Nevertheless, in 683, the qaghan attacked Wei Prefecture (蔚州, roughly modern Datong, Shanxi) and killed its prefect, Li Sijian (李思儉). When Tang Xiujing's superior, Cui Zhibian (崔智辯) the commandant at Feng Prefecture, tried to intercept the qaghan at Mount Zhaona (朝那山, in modern Baotou, Inner Mongolia), he was defeated and captured. In response, Emperor Gaozong considered withdrawing from Feng Prefecture and moving its residents to Ling (靈州, roughly modern Yinchuan, Ningxia) and Xia (夏州, roughly modern Yulin) Prefectures.

By 683, Wang Benli was serving as the commandant at Sheng Prefecture (勝州, in modern Hohhot, Inner Mongolia). Khagan attacked the nearby Chanyu Protector General headquarters (單于總督府, also in modern Hohhot), capturing and killing the official Zhang Xingshi (張行師). Emperor Gaozong sent Wang, along with Li Chongyi (李崇義), the commandant at Xia Prefecture (夏州, roughly modern Yulin, Shaanxi), to defend against attack by Tujue, but historical accounts do not indicate what the results were.

In 687, another invasion of Tang by khagan and Ashide Yuanzhen (阿史德元珍) began. Empress Dowager Wu commissioned the ethnically Baekje general Heichi Changzhi, assisted by Li Duozuo, to defend against Tujue attack and they were able to defeat Tujue forces at Huanghuadui (黃花堆, in modern Shuozhou, Shanxi), causing Tujue forces to flee.

In general, during his reign raids were frequent, reaching almost 40 invasions by Tujue. 20 of these were personally commanded by khagan himself. He appointed brothers Ashina Mochuo and Ashina Duoxifu as shads and yabgus. He was succeeded by his brother, Qapaghan Qaghan, because his son Bilge was too young.

Family
Ilterish Qaghan was the head of the Ashina and distantly related to the Khagans of the first Göktürk Khaganate. His brothers were Ashina Mochuo and Ashina Duoxifu.

Qaghatun
El Bilga Khatun
Children
Bilge Qaghan
Kul Tegin
Toŋa Tegin

Kultegin's memorial complex
Ilterish is mentioned also in 10 to 12 lines of the Kultegin inscription as follows:

...Then Turk Tengri above, Turkish holy Earth and Water said as follows: "In order to Turkish people would not go to ruin and in order to should be a nation again", They rose my father Ilterish Kagan and my mother Ilbilga Katun, to the top and sat them upwards on the throne.
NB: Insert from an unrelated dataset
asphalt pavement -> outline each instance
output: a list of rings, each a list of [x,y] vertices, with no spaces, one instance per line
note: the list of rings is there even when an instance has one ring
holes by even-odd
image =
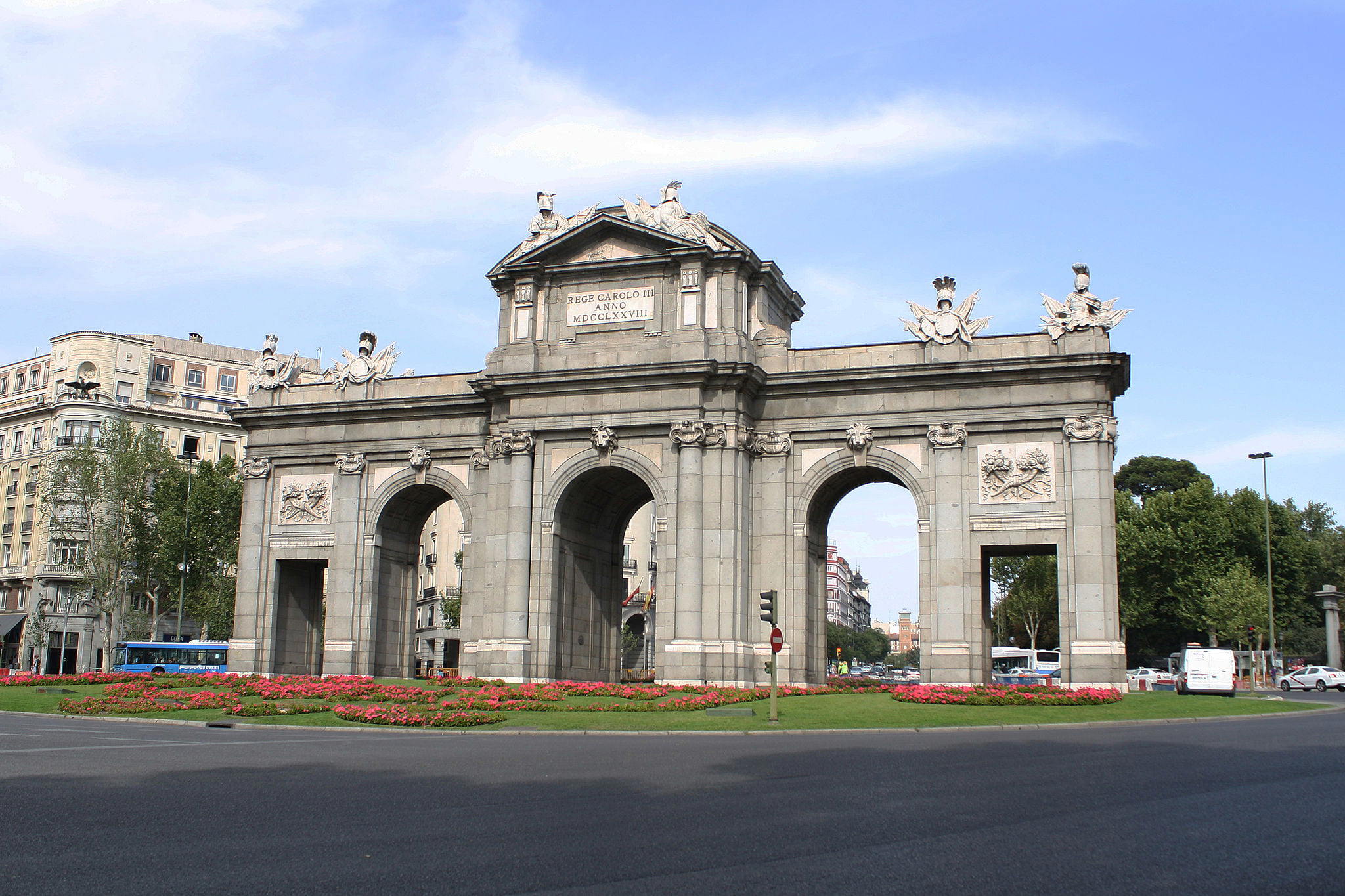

My father, the kagan gathered together seventeen brave Lords... Tengri gave them power. My father's army was like wolves, their enemies were like sheep..."

Legacy
Kutlu, Kutluk, İlter and İlteriş are common masculine Turkish given names, which are used in memory of Ilterish Qaghan. Mihaly Dobrovits believes he changed lateral system of succession to primogeniture, thus trying to avoid fate of the First Turkic Khaganate.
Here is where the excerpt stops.